Estaba en el semblante de John la marca inconfundible de su impresión, justo como en los viejos tiempos. El detective se enorgulleció por tener aún la habilidad de sorprenderlo, brillando sus ojos de inmensa dicha.

—Estoy más que seguro al afirmar que Mycroft debió saberlo —confesó, para la desgracia del contrario—. Y, sin embargo, no hizo nada por impedirlo.

—¡Dios mío! —exclamó Watson con vergüenza, sentándose de inmediato y descuidadamente en el sofá a sus espaldas. Sus diestra cubrió su rostro, como el acto de un hombre que es atormentado por la peor de las culpas—. ¿Qué pensará de mí?

Sherlock lo escuchó y contempló con una atención que distaba mucho de su constante actitud. No era la suya una mirada meramente analítica, fría y objetiva. Para su compañero de tantos años, su mirada podía transmitir una tibieza y una calma que nada más en el mundo podría. Incluso cuando él, errático e indescifrable hombre, era por fuera el estrépito de una tormentosa noche en Londres.
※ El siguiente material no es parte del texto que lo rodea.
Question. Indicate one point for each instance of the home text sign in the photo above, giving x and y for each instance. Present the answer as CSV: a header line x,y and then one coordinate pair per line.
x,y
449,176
Con sus malos hábitos, la insoportable adicción a la cocaína, los días enteros sin comer, los arrebatos, la melancolía de las cuerdas del violín a media noche.

Y pensar que lo había descrito como un amante que jamás portaría bien y en alto el título. ¿Cómo pudo atravesar su mente tan insólito pensamiento? ¿Cómo, cuando abrió los ojos que no recordaba haber cerrado y halló frente a él a Sherlock Holmes arrodillado? Halló la correspondencia de ese amor leal que tanto había vivido. Encontró la sonrisa duradera que nunca imaginó presenciar, y un querer que rogó conocer en largas noches en vela.

—Pensaría lo que la señora Hudson. Pensaría lo que Mary. —susurró—. Pensaría lo mismo que he pensado yo todo este tiempo, John.

John. El llamado resonó en la cabeza del aludido, haciéndole estremecer. Su voz, su voz y la tierra temblaba bajo sus pies, el corazón latía con desmedida agitación.

—¿Qué has pensado, Sherlock?

—Que somos dos enamorados que han perdido el tiempo.

Pero la vida les bastaría para recuperar el sabor de un buen beso y ellos habrían de ser dos amantes que finalmente tomarían su papel.